Most recipients fall well below the maximum. Workers with lower lifetime earnings or shorter work histories receive proportionally smaller benefits.
For people already receiving SSDI in 2022, the 2023 COLA increase of 8.7% — one of the largest in decades — took effect with the January 2023 payment. That increase was applied automatically; recipients didn't need to apply or request it.
To put that in concrete terms: a recipient receiving $1,300/month in 2022 would have seen roughly $113 added to their monthly payment starting January 2023.
The gap between the average and the maximum is wide — and several factors explain why individual payments land where they do.
1. Lifetime Earnings The single biggest driver. Someone who earned $80,000/year for 30 years will receive a significantly higher SSDI benefit than someone who earned $25,000/year for 15 years. The formula is progressive, meaning lower earners get a higher percentage of their AIME replaced, but higher earners still receive larger absolute dollar amounts.
2. Years in the Workforce The SSA typically uses your 35 highest-earning years. If you have fewer than 35 years of covered earnings, zeros are averaged in, which pulls down your AIME — and your monthly benefit.
3. Age at Disability Onset Younger workers generally have fewer high-earning years on record, which can result in lower benefits. However, the SSA applies special rules to ensure workers who become disabled early don't have their averages dragged down as severely.
4. Whether You're Receiving Other Benefits If you receive workers' compensation or certain public disability benefits alongside SSDI, an offset rule may reduce your SSDI payment so that combined benefits don't exceed 80% of your pre-disability earnings. This is a common surprise for new recipients.
5. Dependents on Your Record Eligible family members — a spouse, or children under 18 — may receive auxiliary benefits based on your SSDI record.
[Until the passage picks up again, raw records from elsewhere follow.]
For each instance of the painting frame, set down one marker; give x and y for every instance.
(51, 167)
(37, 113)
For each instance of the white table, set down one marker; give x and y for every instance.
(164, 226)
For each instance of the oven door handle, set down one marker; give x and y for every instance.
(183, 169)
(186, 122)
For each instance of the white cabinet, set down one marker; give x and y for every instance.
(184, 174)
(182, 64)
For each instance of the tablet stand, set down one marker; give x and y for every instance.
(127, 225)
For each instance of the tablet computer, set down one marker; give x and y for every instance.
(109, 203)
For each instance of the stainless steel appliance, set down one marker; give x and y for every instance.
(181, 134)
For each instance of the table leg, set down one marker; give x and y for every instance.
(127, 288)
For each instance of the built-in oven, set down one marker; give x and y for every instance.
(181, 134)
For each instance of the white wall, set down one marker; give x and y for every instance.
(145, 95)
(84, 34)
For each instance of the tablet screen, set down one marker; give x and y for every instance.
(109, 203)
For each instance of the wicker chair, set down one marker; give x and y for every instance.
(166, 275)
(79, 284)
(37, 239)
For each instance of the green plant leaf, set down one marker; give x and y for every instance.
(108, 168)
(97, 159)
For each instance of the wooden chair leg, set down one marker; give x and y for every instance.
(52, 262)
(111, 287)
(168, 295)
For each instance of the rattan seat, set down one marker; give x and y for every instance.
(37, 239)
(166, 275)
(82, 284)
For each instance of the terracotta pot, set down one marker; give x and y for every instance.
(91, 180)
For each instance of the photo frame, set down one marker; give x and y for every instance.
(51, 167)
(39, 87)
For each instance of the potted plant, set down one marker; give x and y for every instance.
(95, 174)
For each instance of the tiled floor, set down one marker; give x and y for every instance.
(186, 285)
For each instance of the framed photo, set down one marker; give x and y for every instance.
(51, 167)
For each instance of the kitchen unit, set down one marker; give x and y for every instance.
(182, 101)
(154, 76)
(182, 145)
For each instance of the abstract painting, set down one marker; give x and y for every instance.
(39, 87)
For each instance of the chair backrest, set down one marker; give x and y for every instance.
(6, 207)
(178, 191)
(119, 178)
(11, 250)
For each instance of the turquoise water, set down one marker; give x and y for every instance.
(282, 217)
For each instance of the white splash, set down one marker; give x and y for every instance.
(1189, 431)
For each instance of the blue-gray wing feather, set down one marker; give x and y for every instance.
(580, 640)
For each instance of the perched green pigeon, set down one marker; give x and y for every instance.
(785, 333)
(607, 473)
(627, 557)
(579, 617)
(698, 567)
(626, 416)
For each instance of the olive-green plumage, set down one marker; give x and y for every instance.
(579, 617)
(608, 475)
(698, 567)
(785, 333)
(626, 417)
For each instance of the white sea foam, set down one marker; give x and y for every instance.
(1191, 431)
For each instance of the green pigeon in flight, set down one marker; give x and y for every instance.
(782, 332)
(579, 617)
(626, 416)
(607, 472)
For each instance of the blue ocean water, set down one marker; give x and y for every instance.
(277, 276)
Each dependent can receive up to 50% of your PIA, subject to a family maximum that caps total household payments.
These two programs are frequently confused, and the pay structures are fundamentally different.
| Feature | SSDI | SSI |
|---|---|---|
| Based on work history? | ✅ Yes | ❌ No |
| Fixed monthly rate? | ❌ No — individualized | ✅ Yes — federal base rate |
| 2023 base monthly payment | Varies (~$1,483 average) | $914 (federal max) |
| COLA applied? | Yes | Yes |
| Medicare eligibility? | Yes, after 24-month wait | No (Medicaid instead) |
Some people qualify for both programs simultaneously — called concurrent benefits — when their SSDI payment falls below the SSI threshold and they meet SSI's income and asset limits.
Many new SSDI recipients don't receive a "normal" first payment. If your application took months or years to approve, you may be owed back pay — retroactive benefits going back to your established onset date, minus a mandatory five-month waiting period.
Back pay is typically issued as a lump sum (or in installments if the amount exceeds certain SSI thresholds, though SSDI has no such cap). The ongoing monthly amount after that follows the regular payment schedule based on your birthdate.
SSDI payments follow a fixed schedule based on the recipient's birth date:
| Birth Date | Payment Arrives |
|---|---|
| 1st–10th of the month | 2nd Wednesday |
| 11th–20th of the month | 3rd Wednesday |
| 21st–31st of the month | 4th Wednesday |
Recipients who began receiving benefits before May 1997 are on a different schedule and receive payment on the 3rd of each month.
Every figure in this article reflects how the program works across its full population of recipients. Where any individual lands within those ranges — whether closer to $900 a month or $3,000 — depends entirely on their own earnings record, the years they worked, the jobs they held, and timing factors specific to their claim.
The SSA's my Social Security portal allows anyone to see their own earnings record and projected benefit estimate before they apply — which is the most direct way to move from general ranges to something that actually reflects your situation.